2. Bob Costas says he left NBC over coverage of concussion issues in the NFL. Costas, who left NBC last month after a 40 year career with the network, still had three years on his contract when he hit the door. The reason, he said in an interview that aired Sunday, was that NBC quashed coverage of brain damage in pro football as the network was in negotiations with the NFL. Costas says that in 2015, he came to NBC Sports chairman Mark Lazarus and executive producer Sam Flood with commentary he planned on during NBC’s “Sunday Night Football” coverage, but was told "this is a very well-written piece, wouldn’t change a comma. We can’t air it." Costas said that “it was at that point that I realized that this was an untenable situation for me." He was pulled from Super Bowl coverage in 2018 after bringing up concussions again, and was told he'd "crossed a line." - ESPN

  • Email gray
  • Permalink gray

3. Patch (remember Patch?) is turning a profit.
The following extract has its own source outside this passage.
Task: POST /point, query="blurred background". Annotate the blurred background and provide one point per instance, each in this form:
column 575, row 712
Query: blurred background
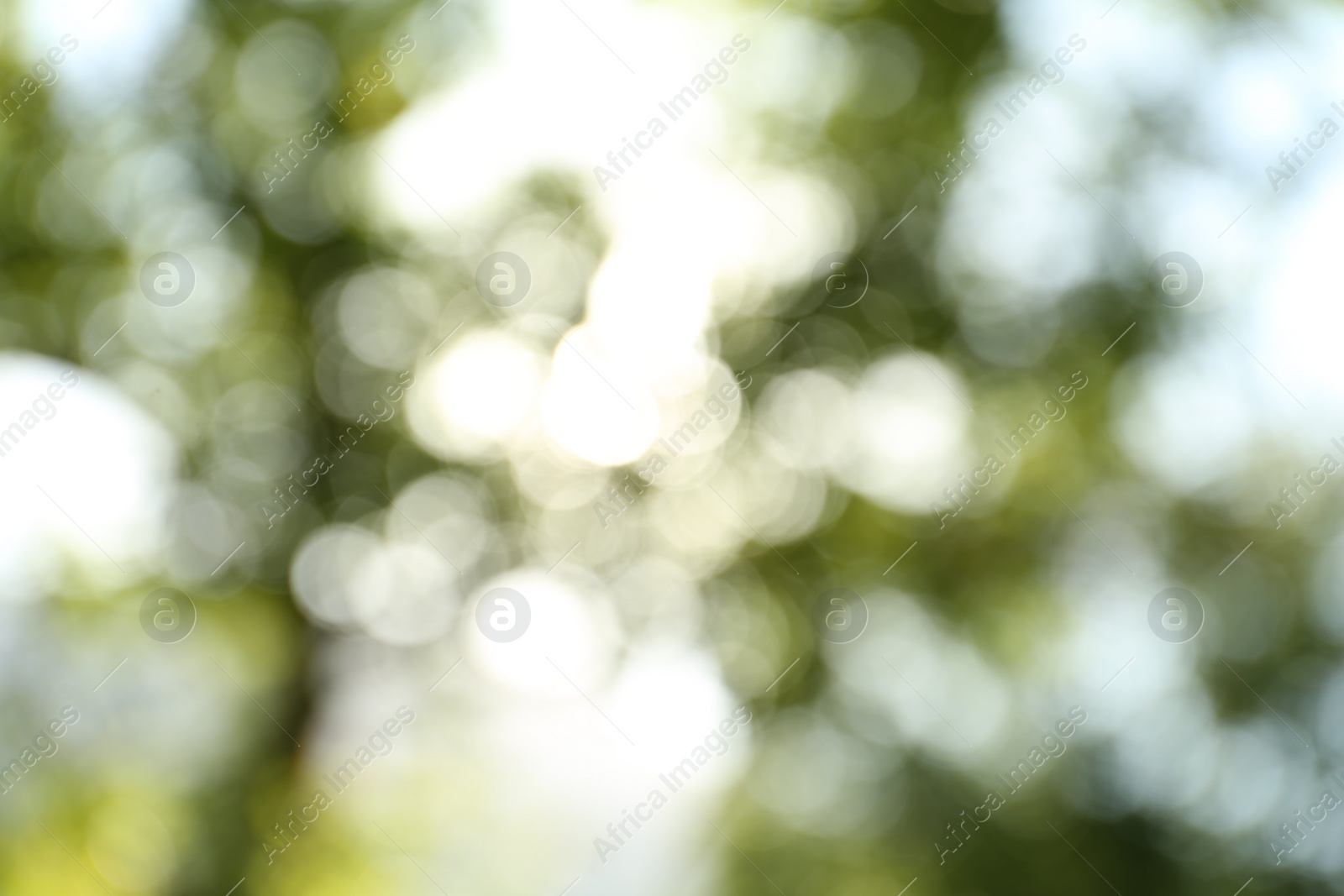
column 589, row 446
A network of local news sites launched by AOL in 2007, since 2014 it's been operated by Hale Global, a so-called "turnaround company." And around it has certainly turned, as Patch's 1200 sites generated $20 million in annual ad revenue last year - a profit, owner Charles Hale says. 110 journalists, many of whom cover multiple cities, now work for the company (salaries range from $45-60K). The platform also encourages user-generated content, is seeking syndication deals, and "is starting to use software to write some commodity stories." - RECODE

  • Email gray
  • Permalink gray

4. Writer Antonio García Martínez says that the current upheaval in journalism is returning the industry to its roots. Writing for Wired, the author and former tech worker says that Benjamin Franklin wouldn't have worked at a newspaper, he'd "have an anonymous Twitter account with a huge following that he’d use to routinely troll political opponents." Martínez says that it's journalistic objectivity that's dying, as personality-driven publications take the media back to its 19th century roots. "Those who claim democracy requires the precise flavor of journalism we’ve known for a century or so will have to explain how our republic survived the century preceding," he claims. Do you agree? - WIRED

  • Email gray
  • Permalink gray

5. A veteran radio host was killed in Mexico this weekend, the second journalist slain in the country this year. Two people reportedly shot Jesús Eugenio Ramos Rodríguez eight times as he sipped coffee at an Emiliano Zapata restaurant. - KNIGHT CENTER

6. CJR just went down a serious "defenestration" hole. First used around 1619 to mean "the action of throwing a person out of a window," it's now used colloquially to refer to firings and impeachments. - CJR

7. The Philip Meyer Award winners for 2018 include an investigation into the hundreds of unaccounted-for deaths as a result of Hurricane Maria and a report on environmental hazards in Philadelphia’s public schools. “Hurricane Maria’s Dead,” a collaboration between Centro de Periodismo Investigativo, Quartz and the Associated Press took home to grand prize of $500. - IRE

8. The Native American Journalists Association has launched an initiative called the Indigenous Investigative Collective. Intended to support indigenous reporters via training and resources, it will also help manage sensitive docs and news tips. - NAJA

9. GateHouse Media, which across 37 states reportedly owns 325 community publications, 555 local websites, and 145 daily newspapers, has laid off around 60 reporters and photographers. The company's recently made two multi-million dollar acquisitions, of the Oklahoman in September, and the Akron Business Journal last April. - BUSINESS INSIDER

10. Jill Abramson is now admitting that she failed to properly credit sources in her book "Merchants of Truth." She denies allegations of plagiarism, however, saying there was "no attempt to pass off someone's ideas, opinions and phrasings as my own." - CNN

  • Email gray
  • Permalink gray

Eve Batey, who pens Inside San Francisco and Inside Media for you five days a week, is a writer, editor, and consultant based in San Francisco. You can find her on Instagram at @evelb, or email her at eve@inside.com.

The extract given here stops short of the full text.